The people who dominate both the natural and social sciences primarily think in terms of reputation and career. They think that the point of making a scientific discovery is to (…) further your career. (…) they lament the additional year it’ll take just to confirm that something is true. [They are] irritated with the idea that ordinary scientists should be able to replicate easily, several times, what they’ve done once, for the first time in human history. (source: Andrew Gelman’s blog)

Of course, being self-interested does not make you evil. A lot of scientists, in their quest for the Nobel prize, have made tremendously important advances.

Still, we cannot count on scientists to police themselves fairly. That some researcher is highly regarded among his peers might simply mean that he contributed greatly to the advancement of these peers… To illustrate this point, consider Marc Hauser. He was a star Harvard professor who earned high praises from his peers (including Peter Singer and Noam Chomsky). He only fell from grace when his research assistants (who were mere undergraduate students) challenged him. As it turns out, much of Hauser’s career was based on fabricated science.

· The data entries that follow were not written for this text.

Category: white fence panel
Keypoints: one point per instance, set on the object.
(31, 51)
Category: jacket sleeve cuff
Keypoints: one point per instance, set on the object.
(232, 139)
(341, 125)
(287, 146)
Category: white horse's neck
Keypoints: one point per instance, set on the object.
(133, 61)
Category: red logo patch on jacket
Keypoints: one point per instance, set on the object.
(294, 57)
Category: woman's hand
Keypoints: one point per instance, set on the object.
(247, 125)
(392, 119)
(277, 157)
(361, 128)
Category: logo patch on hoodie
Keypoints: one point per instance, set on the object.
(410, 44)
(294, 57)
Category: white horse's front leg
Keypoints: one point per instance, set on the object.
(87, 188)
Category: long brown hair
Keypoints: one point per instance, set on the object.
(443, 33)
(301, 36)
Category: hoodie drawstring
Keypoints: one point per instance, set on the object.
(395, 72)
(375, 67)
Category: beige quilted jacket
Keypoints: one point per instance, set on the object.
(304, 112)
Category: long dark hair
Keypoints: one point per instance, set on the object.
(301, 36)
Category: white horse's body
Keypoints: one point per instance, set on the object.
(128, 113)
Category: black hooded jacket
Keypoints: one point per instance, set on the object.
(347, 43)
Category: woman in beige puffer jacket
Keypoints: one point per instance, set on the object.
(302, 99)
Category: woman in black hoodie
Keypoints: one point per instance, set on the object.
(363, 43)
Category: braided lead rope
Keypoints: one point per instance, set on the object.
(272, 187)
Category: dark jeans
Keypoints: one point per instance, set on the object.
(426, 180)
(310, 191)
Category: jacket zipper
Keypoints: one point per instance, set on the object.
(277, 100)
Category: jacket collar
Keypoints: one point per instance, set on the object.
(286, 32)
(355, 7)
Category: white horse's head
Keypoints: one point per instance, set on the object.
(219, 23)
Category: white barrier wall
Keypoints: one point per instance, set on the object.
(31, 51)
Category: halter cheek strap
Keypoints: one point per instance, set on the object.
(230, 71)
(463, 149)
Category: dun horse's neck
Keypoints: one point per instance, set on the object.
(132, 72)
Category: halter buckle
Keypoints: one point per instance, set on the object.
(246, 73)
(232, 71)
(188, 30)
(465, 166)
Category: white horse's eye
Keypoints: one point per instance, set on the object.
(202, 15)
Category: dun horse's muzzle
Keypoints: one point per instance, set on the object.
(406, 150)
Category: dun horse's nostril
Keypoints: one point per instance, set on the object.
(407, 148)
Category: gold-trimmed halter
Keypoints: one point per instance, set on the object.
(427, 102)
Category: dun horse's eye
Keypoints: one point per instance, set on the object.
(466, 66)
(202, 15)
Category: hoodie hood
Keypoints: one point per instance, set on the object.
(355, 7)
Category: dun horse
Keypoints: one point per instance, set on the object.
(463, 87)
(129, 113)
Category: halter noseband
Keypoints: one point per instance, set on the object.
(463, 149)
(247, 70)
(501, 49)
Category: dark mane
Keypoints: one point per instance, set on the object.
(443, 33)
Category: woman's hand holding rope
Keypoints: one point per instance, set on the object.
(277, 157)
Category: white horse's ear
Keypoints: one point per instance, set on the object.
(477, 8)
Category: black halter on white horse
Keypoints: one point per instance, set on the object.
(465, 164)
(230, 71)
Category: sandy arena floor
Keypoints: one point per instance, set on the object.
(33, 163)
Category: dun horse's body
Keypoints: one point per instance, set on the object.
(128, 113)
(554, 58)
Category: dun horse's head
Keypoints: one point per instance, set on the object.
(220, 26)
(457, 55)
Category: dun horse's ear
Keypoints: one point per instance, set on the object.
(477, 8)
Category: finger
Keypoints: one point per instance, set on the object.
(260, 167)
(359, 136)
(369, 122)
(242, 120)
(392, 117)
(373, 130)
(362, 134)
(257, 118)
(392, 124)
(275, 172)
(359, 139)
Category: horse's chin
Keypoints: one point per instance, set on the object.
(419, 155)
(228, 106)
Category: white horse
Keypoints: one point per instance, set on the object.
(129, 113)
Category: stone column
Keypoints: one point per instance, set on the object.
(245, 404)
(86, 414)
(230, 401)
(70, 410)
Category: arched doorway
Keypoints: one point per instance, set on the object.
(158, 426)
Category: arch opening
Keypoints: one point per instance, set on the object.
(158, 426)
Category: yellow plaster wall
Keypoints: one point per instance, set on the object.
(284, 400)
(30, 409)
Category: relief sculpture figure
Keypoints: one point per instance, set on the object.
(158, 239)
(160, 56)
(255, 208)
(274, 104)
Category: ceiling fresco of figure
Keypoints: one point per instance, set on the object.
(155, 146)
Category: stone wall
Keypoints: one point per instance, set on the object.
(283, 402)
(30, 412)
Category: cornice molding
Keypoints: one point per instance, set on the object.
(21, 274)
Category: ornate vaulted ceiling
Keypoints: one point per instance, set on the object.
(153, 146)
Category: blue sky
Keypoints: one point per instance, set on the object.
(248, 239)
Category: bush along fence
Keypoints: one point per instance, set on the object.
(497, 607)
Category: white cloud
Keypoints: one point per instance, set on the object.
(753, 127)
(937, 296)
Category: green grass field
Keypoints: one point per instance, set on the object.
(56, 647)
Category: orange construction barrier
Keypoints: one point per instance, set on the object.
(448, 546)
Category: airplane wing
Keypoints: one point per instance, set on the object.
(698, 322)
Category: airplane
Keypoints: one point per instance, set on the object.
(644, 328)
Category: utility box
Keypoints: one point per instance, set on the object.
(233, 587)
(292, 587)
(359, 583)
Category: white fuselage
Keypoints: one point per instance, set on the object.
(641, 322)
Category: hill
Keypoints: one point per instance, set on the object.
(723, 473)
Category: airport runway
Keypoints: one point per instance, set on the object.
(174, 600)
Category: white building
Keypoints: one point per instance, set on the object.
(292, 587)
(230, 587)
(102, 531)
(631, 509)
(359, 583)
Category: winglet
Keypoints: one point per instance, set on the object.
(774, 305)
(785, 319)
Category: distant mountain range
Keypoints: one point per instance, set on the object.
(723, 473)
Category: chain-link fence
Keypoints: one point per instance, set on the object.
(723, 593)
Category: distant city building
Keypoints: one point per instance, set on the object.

How do we keep politicians in check? By limiting their power. That’s why we have constitutions. We don’t let other politicians be the judge of politicians: we ask independent experts (judges) to assess their actions.

Scientists similarly need to be assessed by independent experts, and it cannot be their immediate peers. You cannot trust Peter Singer and Noam Chomsky to tell you whether Marc Hauser is doing solid work. (They falsely told us that he was!)

In computer science, we have these independent experts: for every computer scientist, there are hundreds of highly qualified engineers who can put the science in practice. Want to know whether the science is any good? Ask someone who independently put it in practice.

If I had my way, funding agencies would systematically rely on practitioners to assess the proposals. Sadly, that is not how it works.